UAL did not comment on the rumors.

"The UAUA bonds came in pretty spectacularly on the speculation of the LBO," a sellside convertible bond analyst said. "There's no protection and they're traded at a pretty significant premium to parity, so both bonds came in quite a bit."

A convertible bond trader quipped: "Here's your LBO rumor of the day."

More new deals coming

Another five new deals are expected to be priced soon, after the issuers announced the offerings Monday following the market close.

The largest of those five comes from Bunge, which could price its $500 million of perpetual convertible preferred stock Tuesday after the market closes. Those preferreds are talked at a dividend of 4.5% to 5% and an initial conversion premium of 35% to 40%.

There is an over-allotment option for a further $75 million.

Credit Suisse is the bookrunner of the registered off-the-shelf offering.

Bunge, a White Plains, N.Y.-based agribusiness and food retail company, said the proceeds of the offering will be used for working capital and general purposes, which may include acquisitions and repaying debt.

Health Care REIT's $300 million of 20-year convertible senior notes, talked at a coupon of 4.375% to 4.875% and an initial conversion premium of 20% to 25%, is also slated to price Tuesday evening.

There is an over-allotment option for a further $45 million.

UBS Investment Bank and Deutsche Bank are the bookrunners of the registered off-the-shelf offering.

Health Care REIT, a Toledo, Ohio-based real estate investment trust that focuses on healthcare and senior housing facilities in the United States, said the proceeds of the deal will be used to invest in more health care and senior housing properties, and to repay its unsecured debt.

On Wednesday, China Medical Technologies Inc. plans to price $100 million of five-year convertible senior subordinated notes, talked at a coupon of 3.5% to 4% and an initial conversion premium of 20% to 25%.

There is an over-allotment option for a further $25 million.

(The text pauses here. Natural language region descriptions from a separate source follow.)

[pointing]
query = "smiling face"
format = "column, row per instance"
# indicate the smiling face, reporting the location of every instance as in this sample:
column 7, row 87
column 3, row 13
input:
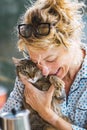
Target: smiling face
column 55, row 61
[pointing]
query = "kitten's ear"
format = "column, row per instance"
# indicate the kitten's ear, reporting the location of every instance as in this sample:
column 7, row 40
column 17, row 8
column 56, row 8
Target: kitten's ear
column 16, row 61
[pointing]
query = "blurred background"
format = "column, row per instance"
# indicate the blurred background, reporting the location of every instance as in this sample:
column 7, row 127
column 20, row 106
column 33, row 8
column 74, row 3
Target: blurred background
column 10, row 11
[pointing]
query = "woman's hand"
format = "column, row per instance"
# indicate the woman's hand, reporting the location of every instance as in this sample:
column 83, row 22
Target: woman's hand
column 39, row 100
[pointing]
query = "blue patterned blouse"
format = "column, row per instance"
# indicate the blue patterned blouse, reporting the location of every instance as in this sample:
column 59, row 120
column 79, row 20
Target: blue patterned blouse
column 75, row 106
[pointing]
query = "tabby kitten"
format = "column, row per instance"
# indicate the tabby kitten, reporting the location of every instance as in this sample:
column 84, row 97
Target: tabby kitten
column 29, row 69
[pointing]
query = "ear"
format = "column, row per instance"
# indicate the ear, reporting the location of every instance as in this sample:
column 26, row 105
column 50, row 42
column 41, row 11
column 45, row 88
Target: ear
column 16, row 61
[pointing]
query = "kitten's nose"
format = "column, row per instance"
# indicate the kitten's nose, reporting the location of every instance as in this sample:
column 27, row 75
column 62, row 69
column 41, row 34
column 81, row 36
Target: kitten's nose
column 44, row 69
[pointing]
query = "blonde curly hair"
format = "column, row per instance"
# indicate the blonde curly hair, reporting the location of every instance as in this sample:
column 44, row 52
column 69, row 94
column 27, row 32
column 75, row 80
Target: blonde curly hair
column 65, row 17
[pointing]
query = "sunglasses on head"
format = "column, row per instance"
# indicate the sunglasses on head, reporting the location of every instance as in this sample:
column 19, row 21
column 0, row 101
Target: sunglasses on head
column 26, row 30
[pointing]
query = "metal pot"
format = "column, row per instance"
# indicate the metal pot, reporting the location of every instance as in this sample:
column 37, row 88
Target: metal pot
column 15, row 120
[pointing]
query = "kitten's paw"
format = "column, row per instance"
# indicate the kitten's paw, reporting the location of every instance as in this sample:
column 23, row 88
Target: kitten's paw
column 59, row 86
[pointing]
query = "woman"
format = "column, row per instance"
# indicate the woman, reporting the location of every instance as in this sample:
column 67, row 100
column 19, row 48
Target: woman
column 52, row 33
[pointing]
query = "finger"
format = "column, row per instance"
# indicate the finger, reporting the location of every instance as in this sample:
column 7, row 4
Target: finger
column 25, row 81
column 51, row 90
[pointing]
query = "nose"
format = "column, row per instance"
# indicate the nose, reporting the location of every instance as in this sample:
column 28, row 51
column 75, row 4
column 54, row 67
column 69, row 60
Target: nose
column 44, row 69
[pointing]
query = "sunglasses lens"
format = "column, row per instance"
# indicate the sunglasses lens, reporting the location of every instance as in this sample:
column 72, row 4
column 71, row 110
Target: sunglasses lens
column 25, row 30
column 43, row 29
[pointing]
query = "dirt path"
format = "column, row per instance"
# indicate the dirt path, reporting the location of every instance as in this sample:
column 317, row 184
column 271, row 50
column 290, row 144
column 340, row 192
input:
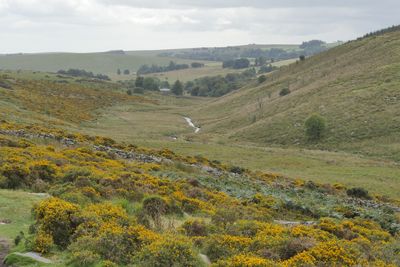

Merrill Lynch is the bookrunner of the Rule 144A offering.

China Medical, a Beijing-based maker of cancer treatment devices, said it will concurrently repurchase $30 million of its common stock using the proceeds of the deal. It will also use the proceeds for general purposes and to acquire businesses, products and technologies.

deCODE Genetics is also offering a new series of five-year convertible senior notes due 2011 at a coupon of 3.5% and an initial conversion price of $14, which will be substantially an expansion of its existing 3.5% convertible due 2011, which was issued in April 2004.

The size of the deal has not been determined. The new convertible's initial conversion price represents a 176.7% premium to the company's closing stock price on Monday. All other terms of the new convertible will be substantially the same as the older series.

deCODE, a Reykjavik-based drug maker, said the proceeds of the new offering will be used general purposes and to advance its drug and diagnostic discovery and development programs.

Chattem's $100 million of seven-year convertible senior notes is talked at a coupon of 2% to 2.25% and an initial conversion premium of 25% to 27%.

Chattem did not disclose the timing of the deal or who was running the books, but market sources said the offering may land with only a handful of select investors.

Chattem is a Chattanooga, Tenn.-based maker of over-the-counter healthcare products, supplements and toiletries. It said about $26 million of the proceeds will be used for convertible note hedge and warrant transactions, and to repay its outstanding revolving debt. It also plans to use the proceeds to help fund its planned acquisition of five Johnson & Johnson brands and Pfizer's consumer healthcare business.